Scam of the day – November 19, 2014 – The twelve scams of Christmas

It seems that the holiday season starts earlier and earlier each year so it certainly is not too early to warn you about some of the many scams that will be threatening your holidays if you are not careful.  As it says, in “Santa Claus is Coming to Town,” you better watch out.  My list of twelve scams of Christmas isn’t meant to be sung, but it is meant to provide an early warning of the fact that although every season is scam season, the holiday season is a particularly dangerous time of year for scams.  Here is my list of twelve scams of Christmas.  Over the next month I will be explaining them in detail here on Scamicide.

1.  Major data breach at retailers.

2.  Phony online shopping websites purporting to sell the latest toys and gadgets.

3.  Gift card scams.

4.  Delivery service scams.

5.  E greeting card scams.

6.  Phony charities.

7.  Puppy scams in which you are sold non-existent dogs.

8.  Phishing emails that appear to come from major retailers.

9.  Phony holiday vacation deals.

10. Phony holiday apps for your smartphone.

11. Phony holiday contests and lotteries.

12. Grandparent scam – holiday style.

TIPS

Although I will be explaining these scams in detail over the next month, here are a few major tips to keep in mind.

When shopping in a retail store, if you have the Apple iPay, use it.  It may not be perfect, but it is a great improvement over the magnetic stripe credit cards still used by almost all American retailers.   You also might want to consider getting a smart chip card from your credit card provider and using it at the stores such as WalMart which are switching to these safer credit cards well ahead of the October 2015 deadline to change over to the new cards.  Also remember not to use your debit card while retail shopping.  The consumer protection laws relating to debit card use are not as strong as those relating to fraudulent use of credit cards.  It is important to remember that there will be major data breaches at retail stores where we all shop and the hacked companies won’t be quick to discover that they have been hacked so carefully monitor on line your credit card’s usage more often than your monthly statement to be able to learn as quickly as possible if you have been victimized in a data breach.  Also, when shopping at a brick and mortar retail store, keep an eye on your credit card as it is processed by the sales clerk.  There will be more than a few seasonal, rogue employees who will have small electronic devices called skimmers that enable the sales clerk to run your card through this card reading skimmer to steal your credit card information before running the card through the store’s legitimate credit card processing equipment.

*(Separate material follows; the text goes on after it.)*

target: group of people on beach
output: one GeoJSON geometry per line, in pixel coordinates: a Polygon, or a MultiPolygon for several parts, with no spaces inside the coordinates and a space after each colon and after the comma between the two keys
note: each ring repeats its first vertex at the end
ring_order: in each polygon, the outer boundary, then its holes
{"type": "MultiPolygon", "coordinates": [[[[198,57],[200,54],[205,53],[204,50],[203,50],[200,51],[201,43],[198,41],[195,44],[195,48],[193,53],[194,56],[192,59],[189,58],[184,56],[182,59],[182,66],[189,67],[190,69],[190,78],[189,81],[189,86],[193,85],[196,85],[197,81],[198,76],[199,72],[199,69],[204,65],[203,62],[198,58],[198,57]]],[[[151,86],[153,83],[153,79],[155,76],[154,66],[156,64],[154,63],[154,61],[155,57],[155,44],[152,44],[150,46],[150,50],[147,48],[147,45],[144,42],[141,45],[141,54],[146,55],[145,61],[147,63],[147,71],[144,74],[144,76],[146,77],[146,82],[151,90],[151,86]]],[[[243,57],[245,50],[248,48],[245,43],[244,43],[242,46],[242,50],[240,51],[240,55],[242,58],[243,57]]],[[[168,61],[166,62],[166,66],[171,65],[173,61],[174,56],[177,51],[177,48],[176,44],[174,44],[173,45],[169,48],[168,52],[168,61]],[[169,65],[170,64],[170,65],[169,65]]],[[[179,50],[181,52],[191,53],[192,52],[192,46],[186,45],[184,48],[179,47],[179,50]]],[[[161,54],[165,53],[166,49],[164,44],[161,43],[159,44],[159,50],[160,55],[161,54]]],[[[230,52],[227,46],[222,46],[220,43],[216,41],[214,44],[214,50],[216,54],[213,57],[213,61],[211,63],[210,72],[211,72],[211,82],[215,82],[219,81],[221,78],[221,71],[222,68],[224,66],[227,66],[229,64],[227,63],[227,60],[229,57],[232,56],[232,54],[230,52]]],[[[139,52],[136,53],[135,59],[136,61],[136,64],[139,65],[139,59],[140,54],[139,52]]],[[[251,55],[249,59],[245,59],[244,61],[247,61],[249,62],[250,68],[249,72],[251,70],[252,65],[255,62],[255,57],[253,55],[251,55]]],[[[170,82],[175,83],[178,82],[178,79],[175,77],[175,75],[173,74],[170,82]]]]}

Here is a link to a column I wrote for USA Today that describes these holiday scams.  Within the column is another link to an additional column on the same subject.

http://www.usatoday.com/story/money/personalfinance/2014/11/22/holiday-scams-identity-theft/19340731/

Scam of the day – October 30, 2014 – Gallup poll shows hacking of retail stores is the crime most feared

A recent Gallup poll shows that the hacking of retail stores and the resulting theft of credit and debit card information is the crime that is feared most by Americans – and with good reason.  Identity theft, including the fraudulent use of credit cards by identity stealing hackers accounts for more dollars lost than all other property crimes combined.  Soon we will be heading into the holiday shopping season when credit card shopping both at brick and mortar stores and online will dramatically increase as will the attempts by hackers to steal credit card and debit card information so it is particularly important for everyone to be vigilant when using their credit and debit cards.  The bad news is that there is nothing that we, as individuals can do to reduce the chances of a major data breach at large and small retailers with which we do business, however, the good news is that there is a lot we can do to minimize our exposure.

TIPS

First and foremost, do not use your debit card for any purchases.  Limit its use to ATMs.  The consumer protection laws regarding fraudulent debit card use are not as strong as the laws pertaining to fraudulent use of credit cards.  Potentially, you could lose the entire bank account tied to your debit card if you are not carefully monitoring its use.  In addition, even if you do notify your bank immediately upon promptly noticing fraudulent use of your debit card, your access to your bank account will be frozen while your bank investigates the crime.

Also, when shopping in brick and mortar stores, you may wish to patronize those stores, such as Wall Mart which are ahead of the pack when it comes to transitioning from the old magnetic strip credit cards to the new smart cards with computer chips that would eliminate the risk of your credit card number being captured by a hacker and used for fraudulent purchases.  You also may wish to consider using the new Apple iPay system which also provides greater protection from hackers.

When shopping on line, limit your shopping to the websites of stores that you know are legitimate and make sure that your communications with the website including the providing of your credit card number is encrypted. You can confirm this by looking at the website address and making sure that it begins with “https” rather than merely “http.”  It is important to note that even if you are using a smart card with a computer chip you are not protected from hackers when shopping online because in this instance you are not generating a new number each time you shop.

As we get closer to the holiday season, I will providing you with more tips to avoid holiday scams and identity theft schemes.